Livestock Groups Comment on Excess Grazing Rule


The American Sheep Industry Association joined the National Cattlemen’s Beef Association and the Public Lands Council in taking the opportunity to provide comment on the U.S. Forest Service’s proposal to amend the regulations related to nonmonetary settlement when unauthorized or excess grazing is determined to be non-willful.

“The livestock groups appreciate the agency’s efforts to respond to recommendations made by the Government Accountability Office (GAO) in their 2016 report to Congress entitled “Unauthorized Grazing: Actions Needed to Improve Tracking and Deterrence Efforts” (GAO-16-559). Among the recommendations in that report is a recognition that the USFS authority and policy for identifying, documenting, and remedying incidents of unauthorized and excess grazing lacked the nuance applied by other agencies, including those employed by the Bureau of Land Management in similar situations.

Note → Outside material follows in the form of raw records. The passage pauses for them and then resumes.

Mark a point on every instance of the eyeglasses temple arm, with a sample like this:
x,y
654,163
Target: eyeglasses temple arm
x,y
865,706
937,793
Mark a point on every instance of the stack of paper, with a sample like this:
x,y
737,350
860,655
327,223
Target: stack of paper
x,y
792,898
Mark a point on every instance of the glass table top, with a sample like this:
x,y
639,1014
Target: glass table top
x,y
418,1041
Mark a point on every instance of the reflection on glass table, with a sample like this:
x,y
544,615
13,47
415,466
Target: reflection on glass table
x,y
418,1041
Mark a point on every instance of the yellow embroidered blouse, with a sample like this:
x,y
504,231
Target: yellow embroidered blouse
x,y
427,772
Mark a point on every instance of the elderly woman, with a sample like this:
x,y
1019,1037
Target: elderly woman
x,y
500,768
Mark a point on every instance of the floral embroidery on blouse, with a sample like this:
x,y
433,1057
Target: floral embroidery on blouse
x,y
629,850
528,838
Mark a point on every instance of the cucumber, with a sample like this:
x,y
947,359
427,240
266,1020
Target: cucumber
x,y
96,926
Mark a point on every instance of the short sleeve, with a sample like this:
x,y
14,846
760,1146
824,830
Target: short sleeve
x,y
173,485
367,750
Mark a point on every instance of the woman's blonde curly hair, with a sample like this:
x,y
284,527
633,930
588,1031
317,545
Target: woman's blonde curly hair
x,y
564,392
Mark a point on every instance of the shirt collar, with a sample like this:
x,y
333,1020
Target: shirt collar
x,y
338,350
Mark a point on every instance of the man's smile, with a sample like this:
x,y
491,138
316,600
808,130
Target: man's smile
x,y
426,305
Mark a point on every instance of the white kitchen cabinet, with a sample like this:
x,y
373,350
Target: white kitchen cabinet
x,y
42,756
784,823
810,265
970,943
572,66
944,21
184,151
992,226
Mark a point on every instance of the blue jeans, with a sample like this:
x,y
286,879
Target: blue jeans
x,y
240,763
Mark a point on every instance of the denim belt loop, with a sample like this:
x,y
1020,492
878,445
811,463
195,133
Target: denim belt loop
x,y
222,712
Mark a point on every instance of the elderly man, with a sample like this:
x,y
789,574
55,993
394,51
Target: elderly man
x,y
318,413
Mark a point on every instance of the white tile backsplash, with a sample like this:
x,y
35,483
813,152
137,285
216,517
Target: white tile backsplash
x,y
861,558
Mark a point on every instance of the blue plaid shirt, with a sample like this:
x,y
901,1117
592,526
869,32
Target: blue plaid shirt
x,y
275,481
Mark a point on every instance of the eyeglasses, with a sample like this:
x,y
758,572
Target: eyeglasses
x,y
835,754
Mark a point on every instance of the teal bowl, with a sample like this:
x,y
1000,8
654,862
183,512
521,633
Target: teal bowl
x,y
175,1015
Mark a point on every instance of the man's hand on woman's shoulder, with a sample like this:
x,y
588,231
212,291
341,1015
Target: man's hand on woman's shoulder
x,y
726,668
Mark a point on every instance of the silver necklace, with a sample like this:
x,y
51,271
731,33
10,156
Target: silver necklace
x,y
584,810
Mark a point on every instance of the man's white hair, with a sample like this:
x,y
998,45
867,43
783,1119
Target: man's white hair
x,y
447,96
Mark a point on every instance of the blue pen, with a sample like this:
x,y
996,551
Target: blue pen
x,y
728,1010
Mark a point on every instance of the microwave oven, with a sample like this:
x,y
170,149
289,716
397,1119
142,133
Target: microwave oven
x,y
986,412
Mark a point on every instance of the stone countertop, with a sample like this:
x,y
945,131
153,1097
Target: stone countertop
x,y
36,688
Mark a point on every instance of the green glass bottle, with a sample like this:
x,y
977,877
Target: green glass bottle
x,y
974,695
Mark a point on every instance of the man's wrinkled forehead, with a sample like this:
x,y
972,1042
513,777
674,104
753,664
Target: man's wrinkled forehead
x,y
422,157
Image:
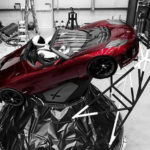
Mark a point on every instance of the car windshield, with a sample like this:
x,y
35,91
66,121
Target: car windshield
x,y
72,41
64,44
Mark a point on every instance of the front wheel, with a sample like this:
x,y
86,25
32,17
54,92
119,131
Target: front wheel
x,y
102,67
11,97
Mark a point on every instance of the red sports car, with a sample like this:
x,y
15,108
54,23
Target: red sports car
x,y
94,50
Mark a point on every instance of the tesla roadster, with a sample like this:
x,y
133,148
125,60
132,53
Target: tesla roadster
x,y
95,50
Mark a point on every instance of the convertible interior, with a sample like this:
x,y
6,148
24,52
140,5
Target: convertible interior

“Efforts to bring USFS policy into conformance with BLM policy will, in this situation, provide a great deal of clarity and reduce uncertainty for permittees who hold permits from both agencies. Further, federal agencies have sought to employ similar, complementary policies across agencies to facilitate ease of federal implementation. The livestock groups appreciate the efforts to do the same here.

“In the case of non-willful excess or unauthorized use, personal interaction should be the first step to allow a remedy to occur. The notice of proposed rulemaking provided that: ‘Informal resolution involves the permittee or non-permittee removing the livestock following a phone call from or face-to-face conversation with the authorized officer.’ The livestock groups wish to emphasize that in cases of informal resolution, livestock should not be removed by anyone other than the permittee responsible for the livestock, or an authorized officer. While the livestock groups do not believe the intent of the proposal is to provide for a non-permittee to remove livestock that do not belong to them or livestock for which they are not responsible, the groups believe clarification is warranted.

The letter also addressed the definition of “non-willful” unauthorized or excess use and addressed forage consumption.

Many affiliates of the national organizations signed onto the letter including the Montana and Wyoming Stock Growers Associations, South Dakota Cattlemen’s Association, Montana Public Lands Council, and the Wyoming Wool Growers Association.